The announcement was made Friday, May 23 at a two-day symposium celebrating the centennial of the MIT Department of Electrical Engineering and Computer Science, which is the academic home to most of the members of both laboratories.

Rodney Brooks, currently the director of the AI Lab, will serve as the new lab's director. Victor Zue, currently the director of LCS, a position he has held since the death of long-time director Michael Dertouzos in 2001, will serve as co-director of the lab.

Both the LCS and the AI Lab have shared the same Technology Square building for more than 30 years, but intellectually and culturally they evolved in very different directions. The impetus for the lab merger was increased collaboration across the two laboratories--most recently, both joined forces with six companies to launch the Oxygen project on human-centered computing--and a recognition that the historical, intellectual and administrative divisions between the two labs no longer made sense.

"Despite their long histories and the individual recognition of the two labs in the larger world, the lab members felt that the benefits of the merger outweigh any costs," Magnanti said.

The Laboratory for Computer Science was founded in 1963, in part as a reaction to the surprise launch of the Soviet satellite Sputnik, with funds from the U.S. Defense Department. Originally known as Project MAC (Multiple Access Computing and Machine-Aided Cognition), its mission was to develop a computer system accessible to a large number of people, and to exploit the computer as an aid to research and education.

LCS members and alumni have been instrumental in the development of the ARPANet, the Internet, Ethernet, the World Wide Web, time-shared computers, RSA encryption and dozens of other technologies. More than 4,000 researchers and students have contributed to the lab's work over the last four decades, and its members have founded over four dozen companies including 3Com, Lotus and Akamai.

The AI Lab was founded as the AI project in 1959, and was briefly a part of Project MAC and LCS before splitting off entirely in 1970. Its goal has always been to understand the nature of intelligence, of which vision, robotics and language are key, and to engineer systems that exhibit intelligence.

Over the last few years, significant applications have built on the AI Lab's robotics, vision, language and circuit design technology.
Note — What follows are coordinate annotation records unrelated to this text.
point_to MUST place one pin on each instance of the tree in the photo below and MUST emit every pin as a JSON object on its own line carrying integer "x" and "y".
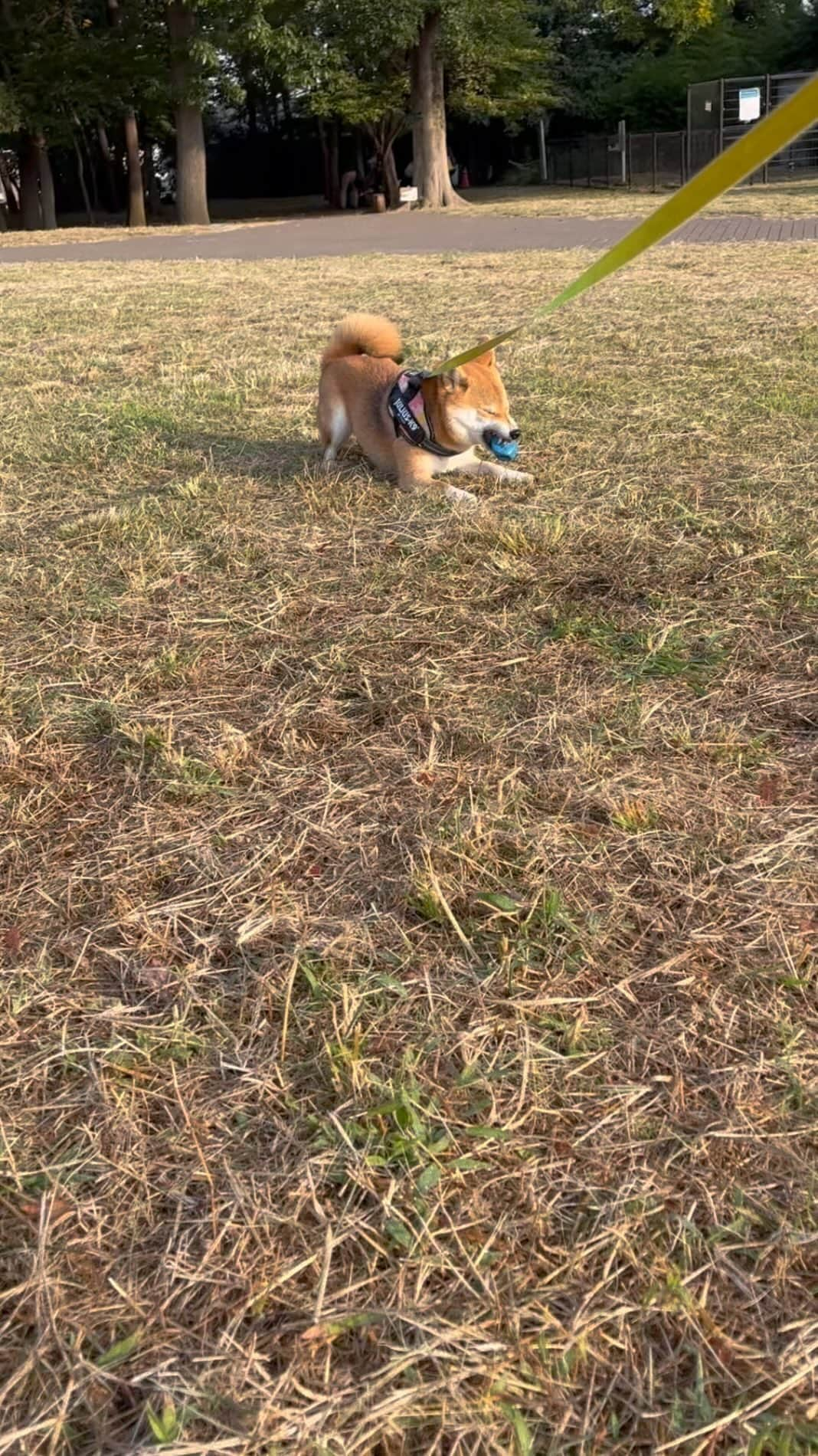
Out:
{"x": 191, "y": 162}
{"x": 136, "y": 181}
{"x": 428, "y": 118}
{"x": 354, "y": 64}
During the last decade, the lab pioneered new methods for image-guided surgery, wired the White House, made haptic interfaces a reality, produced new generations of microdisplays, pioneered natural-language-based web access, developed bacterial robots, and developed behavior-based robots that are now used for planetary exploration, military reconnaissance and in home consumer devices.

Companies that have been spun out of the AI Lab include Imagen, iRobot, SensAble Technologies and Thinking Machines.
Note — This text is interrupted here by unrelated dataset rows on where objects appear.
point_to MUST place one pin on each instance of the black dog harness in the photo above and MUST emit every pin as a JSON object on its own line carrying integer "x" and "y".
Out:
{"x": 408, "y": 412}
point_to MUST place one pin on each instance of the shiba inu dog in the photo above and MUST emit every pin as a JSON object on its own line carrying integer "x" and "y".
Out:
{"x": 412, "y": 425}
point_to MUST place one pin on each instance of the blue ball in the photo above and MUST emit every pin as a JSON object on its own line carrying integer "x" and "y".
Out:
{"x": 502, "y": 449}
The new lab is likely to be organized around significant computer science research themes such as networking, human-computer interaction, bioinformatics, machine learning and traditional robotics, among others.

"There is much shared vision and purpose and great enthusiasm for making the new entity an even stronger presence on the world research stage than its two predecessors," Brooks said.

"In recent years, Rod and I have worked together on a number of large, interlaboratory initiatives including the NTT collaboration and the Oxygen Alliance," said Zue. "I'm confident that our excellent working relationship will be enhanced in the future with the disappearance of the lab boundaries."

The new lab will officially open on July 1, exactly 40 years after the founding of Project MAC. Next winter, it will move into a new home on the MIT campus. The Ray and Maria Stata Center for Computer, Information and Intelligence Sciences, designed by architect Frank O. Gehry, will be a model for the new academic village, with two-story neighborhoods, an outdoor amphitheater and an expansive interior boulevard that will promote social and intellectual collaboration.